South of the Border
I am very excited about this event for several reasons. First of all, unlike many NASCAR fans, I love road course racing. These events are always a joy to watch, as they are demonstrations of pure driving skill, not just strong cars. When you talk about the best drivers, you can’t include anyone in the discussion who doesn’t have some success at road courses, as that is one element of a complete driver.
Also, the Corona Mexico 200 is not your usually Cup Jr. race masquerading as a Nationwide event. Most of the usually Cup suspects are skipping this one, and the entry list is highlighted by exciting road course specialists such as Scott Pruett, Boris Said, Michael Jordain Jr. and Max Papis, among others. Lately, any time I can watch this series and actually be able to distinguish it from the Cup series without looking at the TV listings, I get excited.
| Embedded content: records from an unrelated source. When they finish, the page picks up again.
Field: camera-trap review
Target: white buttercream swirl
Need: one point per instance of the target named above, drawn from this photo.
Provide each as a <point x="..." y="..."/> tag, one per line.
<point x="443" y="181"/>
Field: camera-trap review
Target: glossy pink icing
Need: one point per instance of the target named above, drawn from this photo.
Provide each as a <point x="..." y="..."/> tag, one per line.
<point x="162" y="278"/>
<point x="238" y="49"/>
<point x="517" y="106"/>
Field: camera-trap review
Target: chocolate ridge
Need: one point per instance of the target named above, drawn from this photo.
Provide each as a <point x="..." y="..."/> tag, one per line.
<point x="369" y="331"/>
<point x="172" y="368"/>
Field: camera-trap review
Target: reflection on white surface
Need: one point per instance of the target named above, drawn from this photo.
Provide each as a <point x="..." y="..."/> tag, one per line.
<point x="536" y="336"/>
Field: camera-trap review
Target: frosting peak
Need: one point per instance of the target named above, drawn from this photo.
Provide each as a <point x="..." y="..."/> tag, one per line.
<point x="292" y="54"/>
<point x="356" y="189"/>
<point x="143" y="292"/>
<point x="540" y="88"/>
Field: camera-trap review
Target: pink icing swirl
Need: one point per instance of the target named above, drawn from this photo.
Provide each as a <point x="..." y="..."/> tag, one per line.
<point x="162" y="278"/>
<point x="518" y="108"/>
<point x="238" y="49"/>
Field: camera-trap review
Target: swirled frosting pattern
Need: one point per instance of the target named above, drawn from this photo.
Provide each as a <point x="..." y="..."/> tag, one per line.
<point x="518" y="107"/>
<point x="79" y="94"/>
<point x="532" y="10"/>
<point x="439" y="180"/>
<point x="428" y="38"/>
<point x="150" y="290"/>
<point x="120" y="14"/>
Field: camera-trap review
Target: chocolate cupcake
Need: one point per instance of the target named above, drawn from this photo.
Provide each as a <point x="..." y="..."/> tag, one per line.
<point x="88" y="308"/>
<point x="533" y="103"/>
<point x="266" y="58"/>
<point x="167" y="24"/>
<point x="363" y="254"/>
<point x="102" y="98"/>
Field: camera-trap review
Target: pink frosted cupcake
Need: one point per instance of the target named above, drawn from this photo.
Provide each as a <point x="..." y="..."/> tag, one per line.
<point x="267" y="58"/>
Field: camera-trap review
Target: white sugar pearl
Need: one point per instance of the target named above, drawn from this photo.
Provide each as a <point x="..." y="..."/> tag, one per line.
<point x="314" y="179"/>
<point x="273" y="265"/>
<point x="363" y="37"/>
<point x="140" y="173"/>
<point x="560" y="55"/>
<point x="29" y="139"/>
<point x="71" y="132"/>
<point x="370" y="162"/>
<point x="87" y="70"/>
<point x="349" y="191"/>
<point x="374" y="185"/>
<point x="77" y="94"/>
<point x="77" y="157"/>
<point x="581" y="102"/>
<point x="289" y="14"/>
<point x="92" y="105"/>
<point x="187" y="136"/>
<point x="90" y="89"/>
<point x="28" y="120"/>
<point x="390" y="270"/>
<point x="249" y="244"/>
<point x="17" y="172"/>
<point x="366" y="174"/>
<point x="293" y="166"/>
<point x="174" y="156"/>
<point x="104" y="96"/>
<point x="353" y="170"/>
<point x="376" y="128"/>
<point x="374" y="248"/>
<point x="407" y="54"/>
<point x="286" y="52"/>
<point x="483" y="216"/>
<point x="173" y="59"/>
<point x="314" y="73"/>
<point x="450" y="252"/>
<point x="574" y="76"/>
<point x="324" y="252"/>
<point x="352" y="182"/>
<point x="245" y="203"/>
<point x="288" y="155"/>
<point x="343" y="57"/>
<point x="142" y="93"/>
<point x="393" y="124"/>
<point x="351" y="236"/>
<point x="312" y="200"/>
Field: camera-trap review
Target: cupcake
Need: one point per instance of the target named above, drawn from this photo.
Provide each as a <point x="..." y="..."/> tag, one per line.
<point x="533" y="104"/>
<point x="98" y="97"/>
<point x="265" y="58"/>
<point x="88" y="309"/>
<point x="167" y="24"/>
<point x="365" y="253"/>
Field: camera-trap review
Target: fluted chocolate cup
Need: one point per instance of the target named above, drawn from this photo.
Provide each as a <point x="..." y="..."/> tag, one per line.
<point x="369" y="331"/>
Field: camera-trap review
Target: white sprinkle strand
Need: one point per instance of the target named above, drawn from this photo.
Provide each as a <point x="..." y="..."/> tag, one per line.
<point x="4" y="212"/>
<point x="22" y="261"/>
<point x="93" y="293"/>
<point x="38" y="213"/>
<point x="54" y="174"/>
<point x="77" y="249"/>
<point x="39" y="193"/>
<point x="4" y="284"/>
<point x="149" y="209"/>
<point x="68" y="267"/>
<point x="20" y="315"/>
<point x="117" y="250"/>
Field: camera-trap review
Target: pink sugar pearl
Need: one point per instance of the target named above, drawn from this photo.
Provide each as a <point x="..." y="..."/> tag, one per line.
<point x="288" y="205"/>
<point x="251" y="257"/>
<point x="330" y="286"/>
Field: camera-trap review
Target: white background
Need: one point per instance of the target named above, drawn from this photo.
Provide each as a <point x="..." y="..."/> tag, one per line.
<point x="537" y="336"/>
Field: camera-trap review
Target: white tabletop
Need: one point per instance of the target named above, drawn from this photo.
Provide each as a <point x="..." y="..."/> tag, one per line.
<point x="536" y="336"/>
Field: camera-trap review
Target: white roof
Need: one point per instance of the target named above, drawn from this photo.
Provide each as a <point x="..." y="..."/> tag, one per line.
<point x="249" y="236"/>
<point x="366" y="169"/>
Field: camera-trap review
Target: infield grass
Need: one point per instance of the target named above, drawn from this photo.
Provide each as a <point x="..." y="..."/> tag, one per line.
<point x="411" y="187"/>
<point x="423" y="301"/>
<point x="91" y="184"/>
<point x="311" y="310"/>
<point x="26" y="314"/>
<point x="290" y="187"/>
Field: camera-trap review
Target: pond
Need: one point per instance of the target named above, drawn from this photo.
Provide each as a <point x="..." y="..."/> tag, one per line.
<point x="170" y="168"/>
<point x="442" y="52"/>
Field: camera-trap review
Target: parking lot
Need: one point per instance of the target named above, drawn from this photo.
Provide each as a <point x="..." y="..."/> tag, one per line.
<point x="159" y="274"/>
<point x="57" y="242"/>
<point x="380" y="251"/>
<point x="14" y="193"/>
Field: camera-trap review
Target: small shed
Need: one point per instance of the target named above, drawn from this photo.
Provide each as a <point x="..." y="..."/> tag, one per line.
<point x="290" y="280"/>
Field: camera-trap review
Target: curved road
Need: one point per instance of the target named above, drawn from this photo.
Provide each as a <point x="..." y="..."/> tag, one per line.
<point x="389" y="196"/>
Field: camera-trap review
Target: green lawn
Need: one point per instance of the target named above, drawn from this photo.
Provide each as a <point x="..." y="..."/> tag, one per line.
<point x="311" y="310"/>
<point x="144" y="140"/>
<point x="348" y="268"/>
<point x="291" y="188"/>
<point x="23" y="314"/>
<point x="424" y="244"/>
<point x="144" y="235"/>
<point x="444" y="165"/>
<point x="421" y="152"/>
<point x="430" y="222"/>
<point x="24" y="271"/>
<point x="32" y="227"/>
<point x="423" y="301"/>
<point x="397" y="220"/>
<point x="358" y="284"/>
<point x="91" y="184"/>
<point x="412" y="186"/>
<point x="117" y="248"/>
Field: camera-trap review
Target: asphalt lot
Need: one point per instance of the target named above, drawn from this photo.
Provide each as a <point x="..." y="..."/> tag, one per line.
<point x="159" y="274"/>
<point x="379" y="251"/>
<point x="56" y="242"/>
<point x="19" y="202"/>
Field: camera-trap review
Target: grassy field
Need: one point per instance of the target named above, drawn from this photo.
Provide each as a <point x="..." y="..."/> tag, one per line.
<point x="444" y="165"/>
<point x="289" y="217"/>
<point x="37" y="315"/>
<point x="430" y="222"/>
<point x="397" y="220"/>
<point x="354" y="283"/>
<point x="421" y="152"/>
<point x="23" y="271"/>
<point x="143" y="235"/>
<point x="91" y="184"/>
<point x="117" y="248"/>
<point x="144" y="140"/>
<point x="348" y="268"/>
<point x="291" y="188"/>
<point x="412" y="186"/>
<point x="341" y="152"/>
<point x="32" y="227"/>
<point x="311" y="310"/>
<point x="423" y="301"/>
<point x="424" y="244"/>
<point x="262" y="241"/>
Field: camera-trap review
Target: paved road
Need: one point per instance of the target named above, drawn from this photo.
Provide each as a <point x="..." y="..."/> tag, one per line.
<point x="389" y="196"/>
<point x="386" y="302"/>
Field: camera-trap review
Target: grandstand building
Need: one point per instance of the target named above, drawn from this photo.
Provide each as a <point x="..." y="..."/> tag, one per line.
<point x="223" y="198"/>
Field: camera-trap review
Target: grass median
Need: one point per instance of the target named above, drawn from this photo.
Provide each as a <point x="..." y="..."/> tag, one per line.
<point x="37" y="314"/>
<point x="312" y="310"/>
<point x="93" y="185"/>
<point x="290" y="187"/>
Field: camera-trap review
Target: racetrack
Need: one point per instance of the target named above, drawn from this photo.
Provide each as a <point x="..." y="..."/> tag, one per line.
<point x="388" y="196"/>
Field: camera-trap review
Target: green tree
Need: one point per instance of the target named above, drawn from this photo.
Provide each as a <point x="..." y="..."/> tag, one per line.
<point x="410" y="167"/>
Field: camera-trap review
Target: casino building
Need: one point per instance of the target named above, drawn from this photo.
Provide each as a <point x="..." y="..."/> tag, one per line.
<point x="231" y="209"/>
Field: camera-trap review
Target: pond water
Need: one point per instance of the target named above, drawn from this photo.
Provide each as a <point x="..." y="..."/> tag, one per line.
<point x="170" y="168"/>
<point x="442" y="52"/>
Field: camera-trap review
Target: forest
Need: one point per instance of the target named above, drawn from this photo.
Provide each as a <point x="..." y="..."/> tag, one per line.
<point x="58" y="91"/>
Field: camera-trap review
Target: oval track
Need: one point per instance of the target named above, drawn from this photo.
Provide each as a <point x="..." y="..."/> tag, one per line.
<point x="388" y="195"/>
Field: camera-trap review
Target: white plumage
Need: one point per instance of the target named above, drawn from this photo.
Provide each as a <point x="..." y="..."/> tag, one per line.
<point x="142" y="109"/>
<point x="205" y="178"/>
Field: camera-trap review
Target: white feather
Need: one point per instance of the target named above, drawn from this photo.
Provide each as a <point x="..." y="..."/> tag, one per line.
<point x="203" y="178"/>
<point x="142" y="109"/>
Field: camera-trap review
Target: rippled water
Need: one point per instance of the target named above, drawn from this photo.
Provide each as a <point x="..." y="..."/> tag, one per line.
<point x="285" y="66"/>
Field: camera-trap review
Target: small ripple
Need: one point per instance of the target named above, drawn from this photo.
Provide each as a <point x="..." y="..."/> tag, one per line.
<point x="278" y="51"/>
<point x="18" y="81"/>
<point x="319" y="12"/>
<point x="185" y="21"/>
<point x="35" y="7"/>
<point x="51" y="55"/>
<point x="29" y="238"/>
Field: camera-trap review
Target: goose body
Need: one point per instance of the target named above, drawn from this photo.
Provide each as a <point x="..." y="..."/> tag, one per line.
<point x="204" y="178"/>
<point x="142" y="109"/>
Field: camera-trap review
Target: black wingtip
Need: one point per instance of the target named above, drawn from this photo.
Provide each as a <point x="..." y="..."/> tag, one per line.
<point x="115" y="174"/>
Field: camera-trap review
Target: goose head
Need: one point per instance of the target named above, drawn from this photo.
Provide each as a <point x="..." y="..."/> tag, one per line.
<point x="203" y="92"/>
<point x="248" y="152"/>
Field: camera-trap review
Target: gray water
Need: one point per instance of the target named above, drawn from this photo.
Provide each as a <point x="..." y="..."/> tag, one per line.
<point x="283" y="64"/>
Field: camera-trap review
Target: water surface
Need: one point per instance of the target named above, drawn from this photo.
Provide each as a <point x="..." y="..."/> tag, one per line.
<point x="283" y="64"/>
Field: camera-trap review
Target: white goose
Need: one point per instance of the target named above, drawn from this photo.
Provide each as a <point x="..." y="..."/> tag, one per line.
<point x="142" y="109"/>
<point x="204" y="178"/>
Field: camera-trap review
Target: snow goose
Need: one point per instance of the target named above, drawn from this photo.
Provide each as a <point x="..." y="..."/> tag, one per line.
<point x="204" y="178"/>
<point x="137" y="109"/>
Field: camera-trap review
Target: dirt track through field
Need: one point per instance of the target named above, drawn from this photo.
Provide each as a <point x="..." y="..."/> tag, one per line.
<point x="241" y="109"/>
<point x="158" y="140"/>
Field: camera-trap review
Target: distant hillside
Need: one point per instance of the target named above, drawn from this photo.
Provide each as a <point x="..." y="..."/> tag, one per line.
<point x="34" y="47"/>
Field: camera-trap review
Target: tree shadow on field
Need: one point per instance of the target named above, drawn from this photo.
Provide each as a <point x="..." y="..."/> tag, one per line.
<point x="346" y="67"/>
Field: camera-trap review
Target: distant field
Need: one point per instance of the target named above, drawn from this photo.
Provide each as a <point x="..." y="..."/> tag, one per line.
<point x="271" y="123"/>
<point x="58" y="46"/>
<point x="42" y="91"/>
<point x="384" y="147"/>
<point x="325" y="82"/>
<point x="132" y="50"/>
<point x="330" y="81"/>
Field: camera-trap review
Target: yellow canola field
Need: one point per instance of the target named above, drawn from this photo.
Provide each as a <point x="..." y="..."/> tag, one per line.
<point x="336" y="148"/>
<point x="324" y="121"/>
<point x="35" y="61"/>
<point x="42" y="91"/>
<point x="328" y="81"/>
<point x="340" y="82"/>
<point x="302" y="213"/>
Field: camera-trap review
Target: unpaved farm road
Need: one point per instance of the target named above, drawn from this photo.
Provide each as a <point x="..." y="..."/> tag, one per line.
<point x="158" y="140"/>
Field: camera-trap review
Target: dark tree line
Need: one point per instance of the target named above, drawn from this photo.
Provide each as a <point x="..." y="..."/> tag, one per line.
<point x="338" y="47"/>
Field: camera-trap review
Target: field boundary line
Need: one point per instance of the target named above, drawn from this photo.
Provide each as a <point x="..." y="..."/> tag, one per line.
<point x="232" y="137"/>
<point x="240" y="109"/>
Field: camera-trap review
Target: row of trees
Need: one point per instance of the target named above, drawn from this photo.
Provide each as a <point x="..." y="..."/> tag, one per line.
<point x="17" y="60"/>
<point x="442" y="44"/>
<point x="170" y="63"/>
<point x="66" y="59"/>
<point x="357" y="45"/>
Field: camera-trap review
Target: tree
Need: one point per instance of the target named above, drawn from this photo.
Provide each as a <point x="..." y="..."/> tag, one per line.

And the action should be great. Last year, Juan Pablo Montoya knocked his own teammate, Pruett, out of the way to take his first victory in a NASCAR series. Who knows what this year will bring? I recommend you tune in Sunday to find out. Those who would write road course racing off as boring should give it another shot, and this is a good race to do that.
Open-wheel has a double dose of events to feed your racing addiction this weekend. As part of the unification, organizers decided to leave one final Champ Car World Series event in, at the road course in Long Beach, and it happened to fall on the same weekend as an Indy Racing League event on an oval in Japan. So you can see more than the usual share of open-wheel action this weekend, should you get the urge. Though it won’t come close to competing in ratings with NASCAR anytime soon, the IRL offers some of the best racing you’ll see, with some great finishes and lots of passing for the lead. And while the only names most people know are Danica Patrick and Helio Castroneves, there are lots of talented drivers in the series.